そんなときに、滔々と人生の理想を説くこんな本が出た、ということにびっくりします。
いえ、そんなときに、こんな本を若い人たちに向けて書いてくれた吉野源三郎、そして企画した山本有三の熱い思いに頭が下がるのです。
著者はあとがきの中で、この本(全集)の発刊を決意した山本有三の思いに触れています。

>(言論や出版の自由が著しく制限され始めた時代であることを踏んで)・・・そのなかで先生(山本有三)は、少年少女に訴える余地はまだ残っているし、せめてこの人々だけは、時勢の悪い影響から守りたい、と思いたたれました。先生の考えでは、今日の人々には、偏狭な国粋主義や反動的な思想を越えた、自由で豊かな文化のあることをなんとかしてつたえておかなければならないし、人類の進歩についての信念をいまのうちに養っておかなければならない、というのでした。
この言葉をかみしめながら読むと、この本の一章一章が深く胸にしみてきます。


中学一年生のコペルくんの一年間。
戦前の中学の様子、交友関係など、興味深いです。時代らしい校風、気質。
この時代に中学に進学する、という子どもたちは裕福な子どもが多かったのでしょうか。
そのなかで浦川くんのような庶民の子どもが居心地悪そうに混ざっている様子など、たぶん、時代を映しているのだろう。
その一方で、今の子どもたちとなんら変わらない教室の子どもたち。
屈託なくはじけたり、いがみあったり・・・ずるい人間もいるし、横暴な人間もいるし、誠実な人もいる。それは今とちっとも変らないような気がする。

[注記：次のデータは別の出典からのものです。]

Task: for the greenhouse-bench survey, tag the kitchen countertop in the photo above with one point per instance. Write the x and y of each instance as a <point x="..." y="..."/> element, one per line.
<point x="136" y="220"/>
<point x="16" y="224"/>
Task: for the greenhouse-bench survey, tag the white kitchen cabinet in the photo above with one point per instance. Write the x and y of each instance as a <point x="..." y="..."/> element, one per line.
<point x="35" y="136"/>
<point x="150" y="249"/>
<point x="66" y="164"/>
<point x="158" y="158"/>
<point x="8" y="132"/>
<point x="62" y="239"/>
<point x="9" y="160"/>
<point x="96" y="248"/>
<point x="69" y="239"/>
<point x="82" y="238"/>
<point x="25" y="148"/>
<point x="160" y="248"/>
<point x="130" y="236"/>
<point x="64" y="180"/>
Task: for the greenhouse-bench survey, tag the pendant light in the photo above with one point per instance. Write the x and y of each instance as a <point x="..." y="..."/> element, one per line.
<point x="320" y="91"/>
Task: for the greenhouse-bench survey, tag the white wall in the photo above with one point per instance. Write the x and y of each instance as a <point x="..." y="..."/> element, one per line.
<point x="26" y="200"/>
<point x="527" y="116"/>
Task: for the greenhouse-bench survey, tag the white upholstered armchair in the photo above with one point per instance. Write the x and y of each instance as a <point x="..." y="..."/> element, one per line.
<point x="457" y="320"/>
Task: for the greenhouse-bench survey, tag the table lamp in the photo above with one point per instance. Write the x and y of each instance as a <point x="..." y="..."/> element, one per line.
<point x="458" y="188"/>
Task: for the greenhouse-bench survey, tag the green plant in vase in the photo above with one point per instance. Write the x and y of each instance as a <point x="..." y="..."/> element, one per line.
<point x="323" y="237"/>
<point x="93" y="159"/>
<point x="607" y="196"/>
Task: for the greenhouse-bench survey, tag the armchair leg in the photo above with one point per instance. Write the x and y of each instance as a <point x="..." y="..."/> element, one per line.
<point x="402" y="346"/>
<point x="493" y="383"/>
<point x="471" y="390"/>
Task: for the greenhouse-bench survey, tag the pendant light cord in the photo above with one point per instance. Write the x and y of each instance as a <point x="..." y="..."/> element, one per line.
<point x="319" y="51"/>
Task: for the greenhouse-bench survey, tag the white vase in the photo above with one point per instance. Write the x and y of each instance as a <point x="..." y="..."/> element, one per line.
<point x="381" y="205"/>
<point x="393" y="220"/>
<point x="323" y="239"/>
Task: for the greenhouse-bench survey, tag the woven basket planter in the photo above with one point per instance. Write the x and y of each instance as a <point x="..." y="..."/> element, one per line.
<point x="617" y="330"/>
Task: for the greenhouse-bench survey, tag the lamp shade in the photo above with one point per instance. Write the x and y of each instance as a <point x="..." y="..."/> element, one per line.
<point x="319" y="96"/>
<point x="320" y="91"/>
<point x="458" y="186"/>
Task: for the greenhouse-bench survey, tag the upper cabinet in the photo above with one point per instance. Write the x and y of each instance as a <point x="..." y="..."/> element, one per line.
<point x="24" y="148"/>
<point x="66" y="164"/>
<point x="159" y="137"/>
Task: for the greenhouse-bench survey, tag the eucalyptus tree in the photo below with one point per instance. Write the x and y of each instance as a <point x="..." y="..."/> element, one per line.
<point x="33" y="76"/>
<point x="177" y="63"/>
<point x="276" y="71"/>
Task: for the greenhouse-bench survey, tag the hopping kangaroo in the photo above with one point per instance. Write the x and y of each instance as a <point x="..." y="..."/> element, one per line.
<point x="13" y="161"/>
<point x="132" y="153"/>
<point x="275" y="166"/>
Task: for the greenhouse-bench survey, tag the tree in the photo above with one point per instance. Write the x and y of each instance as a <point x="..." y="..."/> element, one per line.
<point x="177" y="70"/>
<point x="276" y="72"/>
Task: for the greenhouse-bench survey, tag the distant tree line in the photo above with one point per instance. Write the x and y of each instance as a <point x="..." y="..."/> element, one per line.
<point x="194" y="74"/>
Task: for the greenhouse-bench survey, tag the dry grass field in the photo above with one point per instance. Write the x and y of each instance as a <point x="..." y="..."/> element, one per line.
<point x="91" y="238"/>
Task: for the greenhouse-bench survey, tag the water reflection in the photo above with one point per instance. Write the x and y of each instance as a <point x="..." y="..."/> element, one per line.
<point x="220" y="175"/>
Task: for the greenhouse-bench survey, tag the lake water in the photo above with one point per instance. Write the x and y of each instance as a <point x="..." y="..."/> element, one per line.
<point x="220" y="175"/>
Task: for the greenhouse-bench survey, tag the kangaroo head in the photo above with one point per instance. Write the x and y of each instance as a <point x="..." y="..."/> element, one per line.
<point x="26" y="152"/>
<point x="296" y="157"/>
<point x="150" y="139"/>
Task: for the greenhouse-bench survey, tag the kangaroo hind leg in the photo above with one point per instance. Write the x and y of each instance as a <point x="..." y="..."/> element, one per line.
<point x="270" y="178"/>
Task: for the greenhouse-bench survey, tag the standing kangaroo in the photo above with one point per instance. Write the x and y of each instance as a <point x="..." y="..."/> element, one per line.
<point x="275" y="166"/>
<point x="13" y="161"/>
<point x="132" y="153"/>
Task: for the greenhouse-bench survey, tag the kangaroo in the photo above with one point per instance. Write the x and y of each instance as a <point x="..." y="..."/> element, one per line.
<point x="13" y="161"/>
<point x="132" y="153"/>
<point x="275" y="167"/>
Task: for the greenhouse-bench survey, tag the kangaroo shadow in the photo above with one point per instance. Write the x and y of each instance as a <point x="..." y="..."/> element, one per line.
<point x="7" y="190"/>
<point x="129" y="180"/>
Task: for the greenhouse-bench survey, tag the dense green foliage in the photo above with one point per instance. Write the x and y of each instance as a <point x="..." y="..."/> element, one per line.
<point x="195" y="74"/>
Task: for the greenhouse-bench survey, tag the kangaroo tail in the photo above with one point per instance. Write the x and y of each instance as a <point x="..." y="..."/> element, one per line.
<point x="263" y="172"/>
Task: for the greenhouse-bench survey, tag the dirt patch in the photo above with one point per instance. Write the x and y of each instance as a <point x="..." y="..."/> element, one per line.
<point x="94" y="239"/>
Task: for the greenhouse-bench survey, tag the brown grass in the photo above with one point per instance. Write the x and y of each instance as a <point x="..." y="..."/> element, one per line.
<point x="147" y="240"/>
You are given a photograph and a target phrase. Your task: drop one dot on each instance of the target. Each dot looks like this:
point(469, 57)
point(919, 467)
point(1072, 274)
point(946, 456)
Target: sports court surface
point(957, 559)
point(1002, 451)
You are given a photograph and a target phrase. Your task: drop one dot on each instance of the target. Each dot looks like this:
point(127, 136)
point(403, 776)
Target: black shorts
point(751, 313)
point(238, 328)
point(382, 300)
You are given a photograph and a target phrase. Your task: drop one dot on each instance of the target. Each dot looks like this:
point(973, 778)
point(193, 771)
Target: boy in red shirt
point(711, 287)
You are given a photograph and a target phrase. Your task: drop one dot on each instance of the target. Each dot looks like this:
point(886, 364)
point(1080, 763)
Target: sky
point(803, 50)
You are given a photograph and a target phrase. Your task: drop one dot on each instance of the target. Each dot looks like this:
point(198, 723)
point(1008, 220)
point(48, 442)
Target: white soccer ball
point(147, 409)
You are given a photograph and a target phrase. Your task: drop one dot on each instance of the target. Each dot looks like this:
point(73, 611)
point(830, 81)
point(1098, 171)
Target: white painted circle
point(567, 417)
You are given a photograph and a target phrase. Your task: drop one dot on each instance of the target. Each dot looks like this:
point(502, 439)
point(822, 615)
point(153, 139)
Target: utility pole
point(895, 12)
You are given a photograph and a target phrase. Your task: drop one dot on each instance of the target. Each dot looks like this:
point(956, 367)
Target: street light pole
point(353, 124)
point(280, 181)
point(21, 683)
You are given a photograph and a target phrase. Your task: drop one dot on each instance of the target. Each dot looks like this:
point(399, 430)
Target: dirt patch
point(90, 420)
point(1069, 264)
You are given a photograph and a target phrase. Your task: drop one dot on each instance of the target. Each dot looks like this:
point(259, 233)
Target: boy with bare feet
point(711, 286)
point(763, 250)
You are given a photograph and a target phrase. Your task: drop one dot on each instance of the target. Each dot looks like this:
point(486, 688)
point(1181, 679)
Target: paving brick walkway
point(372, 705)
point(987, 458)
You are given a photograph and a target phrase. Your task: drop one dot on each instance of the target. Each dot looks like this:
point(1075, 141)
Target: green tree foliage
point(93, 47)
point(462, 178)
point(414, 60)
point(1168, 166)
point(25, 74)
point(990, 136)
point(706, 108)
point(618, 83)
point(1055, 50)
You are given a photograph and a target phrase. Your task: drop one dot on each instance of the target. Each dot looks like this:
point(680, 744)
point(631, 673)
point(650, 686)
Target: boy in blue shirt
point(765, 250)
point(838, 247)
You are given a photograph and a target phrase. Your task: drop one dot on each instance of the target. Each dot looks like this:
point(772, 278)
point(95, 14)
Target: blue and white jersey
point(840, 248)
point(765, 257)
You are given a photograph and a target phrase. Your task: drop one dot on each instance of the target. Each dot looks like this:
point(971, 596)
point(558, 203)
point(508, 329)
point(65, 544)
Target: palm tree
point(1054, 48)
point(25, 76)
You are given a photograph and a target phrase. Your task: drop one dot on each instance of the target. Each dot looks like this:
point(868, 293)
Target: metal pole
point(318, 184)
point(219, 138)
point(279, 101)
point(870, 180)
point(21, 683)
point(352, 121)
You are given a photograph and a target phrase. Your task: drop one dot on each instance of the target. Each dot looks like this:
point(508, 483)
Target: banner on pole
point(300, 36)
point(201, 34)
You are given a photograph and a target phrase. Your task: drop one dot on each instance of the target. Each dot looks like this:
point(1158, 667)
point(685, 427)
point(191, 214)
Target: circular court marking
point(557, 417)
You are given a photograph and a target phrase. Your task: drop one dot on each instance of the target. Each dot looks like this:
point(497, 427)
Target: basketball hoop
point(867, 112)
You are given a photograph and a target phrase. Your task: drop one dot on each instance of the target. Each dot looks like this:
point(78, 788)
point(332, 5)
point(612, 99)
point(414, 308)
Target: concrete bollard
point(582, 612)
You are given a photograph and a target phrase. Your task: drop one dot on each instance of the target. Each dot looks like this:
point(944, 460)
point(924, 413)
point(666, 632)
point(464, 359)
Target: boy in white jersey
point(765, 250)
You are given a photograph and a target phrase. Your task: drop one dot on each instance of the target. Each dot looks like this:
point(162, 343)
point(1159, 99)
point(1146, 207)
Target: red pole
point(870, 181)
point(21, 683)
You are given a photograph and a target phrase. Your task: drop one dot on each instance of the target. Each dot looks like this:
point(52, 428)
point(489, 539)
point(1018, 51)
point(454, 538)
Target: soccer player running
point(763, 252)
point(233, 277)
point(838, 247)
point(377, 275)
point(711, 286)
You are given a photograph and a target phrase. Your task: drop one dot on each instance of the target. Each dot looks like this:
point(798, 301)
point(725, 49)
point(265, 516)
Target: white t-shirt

コペルくんの日常は、平々凡々としたものだっただろう。
だけど、その平々凡々のなかにも、深く考える余地があり、よりよく生きるヒントがたくさん隠されている。
彼の体験、そこから考えたこと、そして、彼の父親変わりの叔父の言葉などにより、コペルくんという小さな少年をより広く深い世界へと旅立たせます。
人はたったひとりではないこと、たくさんの人が支え合いながら生きているのだ、という気づきから始まって。
コペルくんはわりと裕福な家の子で、しかも優等生です。
いわゆるいい子で・・・まるで「道徳」の教科書にでも採用されるような逸話のなかで、コペルくんの存在は、いつもよき規範のほうにいるように思いました。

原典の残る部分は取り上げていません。